Als sie näher traten, senkte der Gerichtsmediziner schnaubend die Schultern, wahrscheinlich enttäuscht darüber, dass ihm ihr Besuch nicht erspart geblieben war. »Sieh an, das neue Dreamteam der Mordkommission gibt sich die Ehre – wie immer pünktlich zur Mittagspause«, murrte er mit einem übellaunigen Blick auf die Uhr.
Lena schenkte ihm zur Begrüßung ein höfliches Lächeln. »Wir würden gerne einen Blick auf den Leichnam von Ann-Kathrin Weiß werfen, die Maskenbildnerin, die in der Nacht von Donnerstag auf Freitag …«
»Kann das nicht bis nach meiner Mittagspause warten?«, fiel Böttner ihr ins Wort. »Ich muss meine beiden Jungs in einer halben Stunde …«
»Ich fürchte, das kann es nicht«, unterbrach ihn Lena, ehe er den Satz vollenden konnte.

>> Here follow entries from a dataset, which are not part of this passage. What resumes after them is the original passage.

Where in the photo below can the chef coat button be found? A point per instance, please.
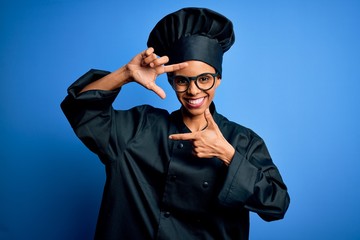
(173, 177)
(205, 184)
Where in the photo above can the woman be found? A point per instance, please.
(191, 174)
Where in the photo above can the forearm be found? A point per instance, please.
(227, 152)
(111, 81)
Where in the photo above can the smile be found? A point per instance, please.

Ihr Ton war unmissverständlich.
»Sklaventreiberin«, stieß Dr. Böttner mit einem entrüsteten Seufzer aus und bedeutete dem Sektionsassistenten, alleine weiterzumachen. Lena sah, wie Böttner ein neues Paar Untersuchungshandschuhe aus einer Schublade nahm, und folgte ihm mit Belling zu den Leichenkühlfächern.
»Ich kann nur hoffen, dass Sie noch nichts im Magen haben«, sagte er in Anspielung darauf, dass Lena bei ihrem letzten Besuch ihr Frühstück von sich gegeben hatte.
Lena Peters verzog keine Miene. Sie sah zu, wie Dr. Böttner mit einer schwungvollen Bewegung eines der unteren Fächer aufzog. Ein Frösteln überkam sie, als er die Sicht auf den entstellten Leichnam einer korpulenten Frau freigab. Im OP -Licht schimmerten die Adern der Frau durch ihre bleiche, beinahe alabasterfarbene Haut. Böttner nahm ein Skalpell vom Instrumententablett und deutete damit auf den Schädel der Toten. »Sie ist mit dem Kopf zuerst aufgekommen«, erläuterte er, obgleich einem der Anblick des Leichnams diese Schlussfolgerung geradezu aufdrängte.
Lena trat näher heran. Das Gesicht der Frau – oder das, was zwischen den gesplitterten Knochen und blutverkrusteten Hautlappen davon übrig war – sah aus, als hätte jemand mit einem Baseballschläger darauf eingedroschen.
»Das Gesicht sowie ein Großteil der Schädelknochen sind bei dem Aufprall fast gänzlich zerstört worden, wodurch die Verätzungen zunächst übersehen wurden«, fuhr der Gerichtsmediziner fort.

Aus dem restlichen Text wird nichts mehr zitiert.